Transparence des salaires en 2026 : l’Europe à 100 jours de l’échéance, et 91 % des entreprises pas encore prêtes

Le 7 juin 2026, les États membres de l'Union européenne devaient avoir transposé en droit national la directive sur la transparence des salaires. À 100 jours de cette date, une enquête Mercer publiée en février 2026 révèle que seules 9 % des entreprises européennes disposent d'une stratégie complète de mise en conformité. Pour les 91 % restantes, le compte à rebours a commencé — et la France figure parmi les moins bien préparées du continent.

Ce que la directive sur la transparence des salaires 2026 impose aux employeurs

Adoptée en mai 2023, la directive 2023/970/UE oblige les entreprises de plus de 100 salariés à communiquer les fourchettes de rémunération dans leurs offres d’emploi, à fournir des informations salariales à leurs employés sur demande, et à publier un rapport annuel sur les écarts de rémunération entre femmes et hommes. Les entreprises de 250 salariés et plus se voient imposer des obligations plus étendues, notamment la publication d’un rapport détaillé sur les écarts de rémunération. Les sanctions prévues pour non-conformité incluent des amendes et la possibilité pour les salariés lésés de saisir la justice.
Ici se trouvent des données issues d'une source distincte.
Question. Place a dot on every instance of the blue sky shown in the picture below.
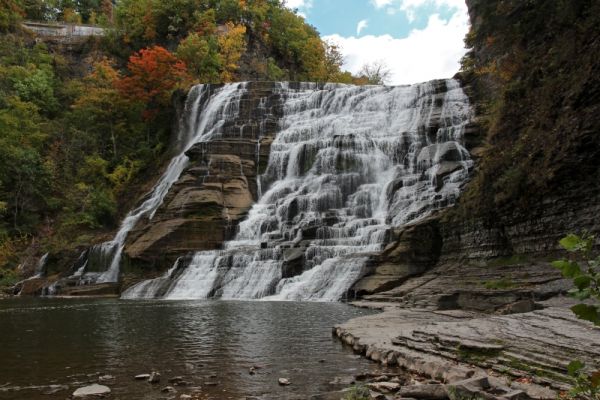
(418, 40)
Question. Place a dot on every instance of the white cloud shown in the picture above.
(381, 3)
(429, 53)
(301, 5)
(361, 25)
(411, 7)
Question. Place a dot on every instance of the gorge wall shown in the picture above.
(287, 190)
(534, 85)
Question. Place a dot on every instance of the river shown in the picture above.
(212, 345)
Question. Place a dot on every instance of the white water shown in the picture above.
(217, 106)
(347, 164)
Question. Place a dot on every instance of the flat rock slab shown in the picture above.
(455, 345)
(91, 391)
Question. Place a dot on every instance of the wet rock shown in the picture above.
(176, 380)
(384, 387)
(154, 377)
(427, 391)
(94, 390)
(535, 392)
(342, 381)
(53, 389)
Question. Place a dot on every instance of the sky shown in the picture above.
(418, 40)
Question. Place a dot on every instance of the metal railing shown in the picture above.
(60, 29)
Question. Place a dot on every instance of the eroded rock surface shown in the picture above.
(217, 188)
(453, 345)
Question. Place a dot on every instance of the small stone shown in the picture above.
(176, 380)
(284, 381)
(53, 389)
(92, 390)
(154, 377)
(168, 389)
(104, 378)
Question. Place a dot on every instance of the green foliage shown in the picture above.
(587, 386)
(531, 73)
(10, 15)
(8, 277)
(74, 142)
(584, 269)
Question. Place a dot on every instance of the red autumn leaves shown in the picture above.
(154, 73)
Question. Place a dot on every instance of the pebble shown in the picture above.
(104, 378)
(154, 377)
(168, 389)
(92, 390)
(284, 381)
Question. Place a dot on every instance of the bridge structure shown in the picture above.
(65, 32)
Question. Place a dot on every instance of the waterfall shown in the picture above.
(103, 260)
(348, 163)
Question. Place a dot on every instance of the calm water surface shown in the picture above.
(211, 344)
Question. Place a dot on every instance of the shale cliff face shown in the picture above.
(534, 84)
(216, 189)
(292, 190)
(470, 292)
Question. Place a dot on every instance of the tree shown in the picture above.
(232, 44)
(201, 56)
(584, 269)
(376, 73)
(333, 60)
(10, 15)
(154, 73)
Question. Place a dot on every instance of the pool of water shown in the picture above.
(212, 345)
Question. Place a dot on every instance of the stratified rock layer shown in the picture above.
(216, 189)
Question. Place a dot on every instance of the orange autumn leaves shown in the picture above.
(154, 73)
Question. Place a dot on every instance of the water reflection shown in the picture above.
(211, 344)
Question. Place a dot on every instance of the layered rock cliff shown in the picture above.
(470, 292)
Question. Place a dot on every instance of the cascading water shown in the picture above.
(347, 164)
(217, 106)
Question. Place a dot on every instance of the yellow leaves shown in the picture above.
(232, 43)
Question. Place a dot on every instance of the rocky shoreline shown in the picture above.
(521, 355)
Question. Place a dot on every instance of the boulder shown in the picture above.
(91, 391)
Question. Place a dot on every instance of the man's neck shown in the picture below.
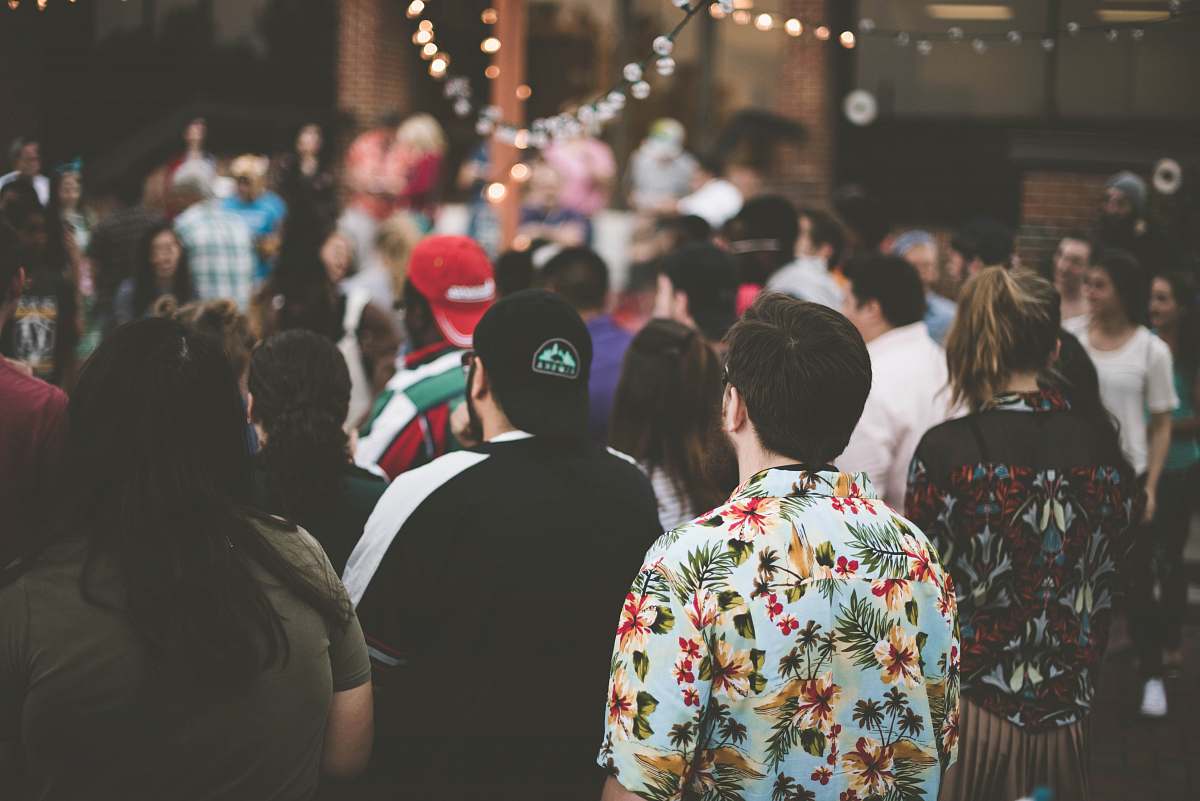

Transparence des salaires 2026 : 9 % des entreprises réellement prêtes en Europe

L’enquête Mercer Compensation Transparency Survey 2025, menée auprès de 1 500 entreprises dans 15 pays européens, révèle un tableau préoccupant. Seules 9 % des entreprises interrogées disposent d’une stratégie complète de mise en conformité. 37 % déclarent être en cours d’analyse de leurs grilles salariales. 54 % n’ont encore entrepris aucune démarche concrète. Les secteurs les plus en retard sont la finance, l’industrie lourde et les services aux entreprises — précisément ceux qui présentent les écarts de rémunération les plus élevés.


Infographie : 91% des entreprises européennes pas prêtes pour la directive transparence salariale 2026

La France, parmi les moins bien préparées à la transparence salariale en Europe

Sur l’indice de préparation établi par Mercer, la France obtient un score de 36 %, contre 63 % pour l’Espagne, pourtant soumise aux mêmes contraintes réglementaires. La complexité des structures de rémunération françaises — multiplicité des accords de branche, conventions collectives enchevêtrées, pratiques salariales opaques héritées de décennies de négociations sectorielles — est citée comme principal facteur de retard.

Les entreprises françaises sont plus grandes en taille moyenne, ce qui rend la mise en conformité structurellement plus complexe, même à bonne volonté égale.

— Lucye Provera, Pay Equity Leader Europe & UK, Mercer

Un écart salarial persistant que la directive entend rendre visible

Selon Eurostat, l’écart de rémunération entre femmes et hommes dans l’UE s’établit à 11 % en 2024. En France, cet écart atteint 16,8 % selon les données du ministère du Travail. La directive ne vise pas à éliminer cet écart directement, mais à le rendre mesurable et public — condition préalable à toute correction. Les entreprises dont l’écart dépasse 5 % sans justification objective seront soumises à un audit conjoint obligatoire avec les représentants du personnel. La transposition française n’était pas encore finalisée à la date de publication de cet article.